In [2]:
#import movie ratings into RDD
ratingLines = sc.textFile("C:/SparkCourse/ml-100k/u.data")
#import user details into RDD
userLines = sc.textFile("///SparkCourse/ml-100k/u.user")
#import movie data into RDD
movieLines = sc.textFile("C:/SparkCourse/ml-100k/u.item")
#import genre data into RDD
genreLines = sc.textFile("C:/SparkCourse/ml-100k/u.genre")

In [3]:
#split on delimiter functions
def splitRatingTab(line):
    line = line.split('\t')
    return (int(line[0]), int(line[1]), int(line[2])) #(movieid, user, rating)
def splitUserPipe(line):
    line = line.split('|')
    return (int(line[0]), line[2], line[3]) #(user, gender, occupation)
def splitMoviePipe(line):
    line = line.split('|')
    return (int(line[0]), line[1]) #(movieid, moviename)
def splitGenrePipe(line):
    line = line.split('|')    
    return (int(line[1]), line[0]) #(genreId, genre)

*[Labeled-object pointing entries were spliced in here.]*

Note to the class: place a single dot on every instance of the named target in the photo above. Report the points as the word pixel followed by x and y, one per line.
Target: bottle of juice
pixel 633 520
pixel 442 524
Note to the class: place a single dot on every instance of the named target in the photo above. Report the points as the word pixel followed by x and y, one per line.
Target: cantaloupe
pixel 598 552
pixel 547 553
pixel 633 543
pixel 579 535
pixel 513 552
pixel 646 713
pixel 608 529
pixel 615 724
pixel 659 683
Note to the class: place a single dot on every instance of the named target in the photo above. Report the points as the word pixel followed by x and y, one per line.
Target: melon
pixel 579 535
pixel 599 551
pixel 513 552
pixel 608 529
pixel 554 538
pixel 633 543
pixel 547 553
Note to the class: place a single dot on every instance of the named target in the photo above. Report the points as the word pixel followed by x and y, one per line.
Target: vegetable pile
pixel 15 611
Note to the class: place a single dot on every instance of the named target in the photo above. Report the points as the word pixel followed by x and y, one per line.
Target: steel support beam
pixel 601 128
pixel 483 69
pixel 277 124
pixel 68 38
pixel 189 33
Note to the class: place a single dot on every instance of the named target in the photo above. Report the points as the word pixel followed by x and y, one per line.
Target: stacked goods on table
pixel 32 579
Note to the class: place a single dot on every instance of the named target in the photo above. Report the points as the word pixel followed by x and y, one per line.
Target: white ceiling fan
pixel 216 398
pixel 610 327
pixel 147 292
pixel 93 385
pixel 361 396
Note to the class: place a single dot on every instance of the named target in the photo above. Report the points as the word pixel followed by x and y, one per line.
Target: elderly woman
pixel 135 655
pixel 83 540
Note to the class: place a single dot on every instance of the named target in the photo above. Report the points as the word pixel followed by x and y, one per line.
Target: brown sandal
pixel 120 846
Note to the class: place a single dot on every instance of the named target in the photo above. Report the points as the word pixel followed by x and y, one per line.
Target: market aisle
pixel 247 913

# Transform to RDD as [(movieid, user, rating)] for movies with rating >=3, which are liked by viewers
ratingRDD = ratingLines.map(lambda line: splitRatingTab(line))
print ('ratingRDD:\n',ratingRDD.top(5))

# Transform to RDD as [(user, gender, occupation)]
userRDD = userLines.map(splitUserPipe)
print ('userRDD:\n',userRDD.top(3))

# Transform to RDD as [(movieid, moviename)]
movieRDD = movieLines.map(splitMoviePipe)
print ('movieRDD:\n',movieRDD.top(3))

# Transform to RDD as [(genreId, genre)]
genreRDD = genreLines.map(lambda line: splitGenrePipe(line))
print ('genreRDD:\n',genreRDD.take(3))

ratingRDD:
 [(943, 1330, 3), (943, 1228, 3), (943, 1188, 3), (943, 1074, 4), (943, 1067, 2)]
userRDD:
 [(943, 'M', 'student'), (942, 'F', 'librarian'), (941, 'M', 'student')]
movieRDD:
 [(1682, 'Scream of Stone (Schrei aus Stein) (1991)'), (1681, 'You So Crazy (1994)'), (1680, 'Sliding Doors (1998)')]
genreRDD:
 [(0, 'unknown'), (1, 'Action'), (2, 'Adventure')]


In [4]:
%%time
#Join the RDDs [(user, rating)] and [(user, gender)] to get RDD [(user, (rating, occupation)]  and PERSIST it
joinRatingUser = ratingRDD.map(lambda line : (line[1], (line[2]))).join(userRDD.map(lambda user: (user[0], user[2]))).persist()
print (joinRatingUser.top(3))

[(943, (5, 'student')), (943, (5, 'student')), (943, (5, 'student'))]
Wall time: 15.9 s


In [5]:
%%time
# Transform to RDD [((Occupation, 1))] 
occupationRatingsRDD = joinRatingUser.map(lambda line: (line[1][1], 1))
print (occupationRatingsRDD.top(3))

# Transform to RDD [((Occupation, Rating), 1)]
occupationRatingTypesRDD = joinRatingUser.map(lambda line: ((line[1][1], line[1][0]), 1))
print (occupationRatingTypesRDD.top(3))

[('writer', 1), ('writer', 1), ('writer', 1)]
[(('writer', 5), 1), (('writer', 5), 1), (('writer', 5), 1)]
Wall time: 8.53 s


In [6]:
%%time

# Transform to RDD [(Gender, totalRatings)]
occupationRatingsTotal = occupationRatingsRDD.reduceByKey(lambda x, y: x + y)
#print (genderRatingsTotal.top(3))

# Transform to RDD [((Gender, Rating), totalGenderRatings)]
calcRatingsTypesTotal = occupationRatingTypesRDD.reduceByKey(lambda x, y: x + y).sortBy(lambda x: x[0])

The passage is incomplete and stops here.